Security & permissions
Nexus runs autonomous agents that touch real repos and clusters. Security is defense in depth across four layers.
Layers
| Layer | Enforces |
|---|---|
| Nexus Core | Whether an agent may be dispatched with a given tool/permission set; raises approvals for gated actions. |
| Runner | Refuses any action the run config didn't grant. |
| Kubernetes RBAC | The run's service account can only touch what its role allows. |
nexus-auth crate | Admin users, API keys, agent tokens, tool/project permissions. |
A permission must be granted at every layer for an action to succeed.
Identity & tokens
- Admin users — JWT (
jsonwebtoken), passwords hashed withargon2. - API keys — for machine clients.

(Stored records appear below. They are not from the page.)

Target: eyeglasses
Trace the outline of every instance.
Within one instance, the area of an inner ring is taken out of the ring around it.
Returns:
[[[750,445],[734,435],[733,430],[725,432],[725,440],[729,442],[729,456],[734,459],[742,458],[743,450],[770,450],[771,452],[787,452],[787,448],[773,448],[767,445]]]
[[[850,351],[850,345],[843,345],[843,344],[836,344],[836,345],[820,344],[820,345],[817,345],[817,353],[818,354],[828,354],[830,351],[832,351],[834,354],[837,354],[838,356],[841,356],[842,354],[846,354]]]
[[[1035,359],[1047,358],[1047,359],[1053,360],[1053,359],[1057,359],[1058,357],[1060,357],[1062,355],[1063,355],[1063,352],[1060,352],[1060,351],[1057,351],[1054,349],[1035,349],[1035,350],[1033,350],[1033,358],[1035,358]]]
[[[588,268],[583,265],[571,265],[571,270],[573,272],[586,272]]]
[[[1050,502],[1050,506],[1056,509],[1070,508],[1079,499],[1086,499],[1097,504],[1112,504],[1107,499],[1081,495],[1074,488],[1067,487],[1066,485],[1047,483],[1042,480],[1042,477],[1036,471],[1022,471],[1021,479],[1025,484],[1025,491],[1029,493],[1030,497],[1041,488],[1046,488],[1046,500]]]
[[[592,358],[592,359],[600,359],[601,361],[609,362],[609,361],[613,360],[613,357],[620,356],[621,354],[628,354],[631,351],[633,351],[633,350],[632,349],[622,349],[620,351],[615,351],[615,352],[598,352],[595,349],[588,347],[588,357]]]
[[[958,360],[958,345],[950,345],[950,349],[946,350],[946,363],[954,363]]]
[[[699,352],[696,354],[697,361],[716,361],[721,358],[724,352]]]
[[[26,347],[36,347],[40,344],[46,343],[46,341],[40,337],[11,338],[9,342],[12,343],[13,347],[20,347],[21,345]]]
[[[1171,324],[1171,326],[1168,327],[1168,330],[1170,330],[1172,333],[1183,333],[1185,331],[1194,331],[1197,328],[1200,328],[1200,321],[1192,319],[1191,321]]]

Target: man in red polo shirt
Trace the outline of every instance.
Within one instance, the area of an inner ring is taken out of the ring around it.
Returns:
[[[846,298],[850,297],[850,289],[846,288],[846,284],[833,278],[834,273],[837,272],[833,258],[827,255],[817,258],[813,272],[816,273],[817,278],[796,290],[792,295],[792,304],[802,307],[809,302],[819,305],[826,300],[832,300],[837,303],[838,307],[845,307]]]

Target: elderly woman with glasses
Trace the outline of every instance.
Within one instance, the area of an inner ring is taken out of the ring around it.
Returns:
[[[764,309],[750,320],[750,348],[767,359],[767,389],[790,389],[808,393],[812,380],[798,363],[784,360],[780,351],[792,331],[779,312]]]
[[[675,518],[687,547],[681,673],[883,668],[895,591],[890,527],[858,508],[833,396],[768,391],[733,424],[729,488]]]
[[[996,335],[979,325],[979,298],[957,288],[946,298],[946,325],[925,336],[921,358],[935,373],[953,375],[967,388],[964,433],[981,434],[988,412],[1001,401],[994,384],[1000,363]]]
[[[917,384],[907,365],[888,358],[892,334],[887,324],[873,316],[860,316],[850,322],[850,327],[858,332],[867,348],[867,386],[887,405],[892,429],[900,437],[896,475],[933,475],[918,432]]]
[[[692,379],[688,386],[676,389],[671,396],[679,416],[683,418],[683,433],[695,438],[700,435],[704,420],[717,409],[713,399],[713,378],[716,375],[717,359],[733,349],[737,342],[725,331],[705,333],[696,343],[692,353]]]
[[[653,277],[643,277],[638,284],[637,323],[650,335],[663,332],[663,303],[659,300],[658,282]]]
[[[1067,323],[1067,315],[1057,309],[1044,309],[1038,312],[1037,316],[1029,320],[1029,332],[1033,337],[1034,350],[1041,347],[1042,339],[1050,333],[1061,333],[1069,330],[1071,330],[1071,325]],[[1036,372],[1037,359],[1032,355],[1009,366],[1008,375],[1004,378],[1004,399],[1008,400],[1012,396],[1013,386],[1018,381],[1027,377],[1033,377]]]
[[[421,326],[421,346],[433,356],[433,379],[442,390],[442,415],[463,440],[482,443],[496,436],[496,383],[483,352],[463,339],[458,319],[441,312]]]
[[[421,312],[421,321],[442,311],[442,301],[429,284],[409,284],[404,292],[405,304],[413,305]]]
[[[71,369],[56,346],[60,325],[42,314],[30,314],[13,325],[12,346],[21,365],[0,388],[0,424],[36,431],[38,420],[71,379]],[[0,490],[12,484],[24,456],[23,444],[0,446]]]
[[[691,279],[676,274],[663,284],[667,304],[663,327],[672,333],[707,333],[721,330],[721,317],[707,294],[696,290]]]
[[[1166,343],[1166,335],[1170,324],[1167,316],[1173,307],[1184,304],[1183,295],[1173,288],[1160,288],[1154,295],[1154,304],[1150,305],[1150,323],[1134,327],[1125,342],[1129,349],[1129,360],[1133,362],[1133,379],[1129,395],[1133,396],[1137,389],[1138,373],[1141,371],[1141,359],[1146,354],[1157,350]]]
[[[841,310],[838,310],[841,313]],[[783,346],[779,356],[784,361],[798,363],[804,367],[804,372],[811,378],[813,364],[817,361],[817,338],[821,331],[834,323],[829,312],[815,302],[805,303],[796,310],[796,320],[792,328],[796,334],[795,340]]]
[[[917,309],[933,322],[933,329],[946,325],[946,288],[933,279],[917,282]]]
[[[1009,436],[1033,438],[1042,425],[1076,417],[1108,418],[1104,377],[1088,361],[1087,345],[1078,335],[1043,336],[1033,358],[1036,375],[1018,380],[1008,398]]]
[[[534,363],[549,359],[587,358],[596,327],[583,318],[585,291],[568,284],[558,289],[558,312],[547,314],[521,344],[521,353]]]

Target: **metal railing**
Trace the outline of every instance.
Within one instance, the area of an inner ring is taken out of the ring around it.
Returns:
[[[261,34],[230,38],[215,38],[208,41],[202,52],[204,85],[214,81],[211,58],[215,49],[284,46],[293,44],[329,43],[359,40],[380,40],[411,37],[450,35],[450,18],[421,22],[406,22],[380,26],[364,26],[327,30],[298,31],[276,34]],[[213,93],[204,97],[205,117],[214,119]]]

- Agent tokens — short-lived tokens minted per run so a pod can report back to Core, scoped to that run only.
- Telegram allowlist — only known user IDs may issue commands.
Permission model
agent.can_create_branch · agent.can_commit · agent.can_open_pr · agent.can_merge
agent.can_delete_files · agent.can_use_kubectl · agent.can_apply_k8s
agent.can_write_memory · agent.can_create_plane_task
Approval gates
Agents declare actions that always need a human:
requires_human_approval_for:
- production_deploy
- dependency_upgrade
- database_migration
Gated attempts raise an approval request.
Kubernetes isolation
- Each run is an isolated Job in a dedicated agent namespace.
- Core's service account can create Jobs only there:
verbs: [create, get, list, watch, delete]
resources: [jobs, pods, pods/log]
- Agent pods get least-privilege service accounts (e.g. read-only kubectl only
if
can_use_kubectlis granted). - Secrets are mounted per-run, never baked into images.
Memory safety
Agents cannot write permanent shared memory unattended at first — proposals go to a review queue and a human approves them. See Memory.
Secrets
.envnever committed.- Production secrets from a secrets manager; LLM keys, Plane key, Telegram token, and JWT signing key rotated on a schedule.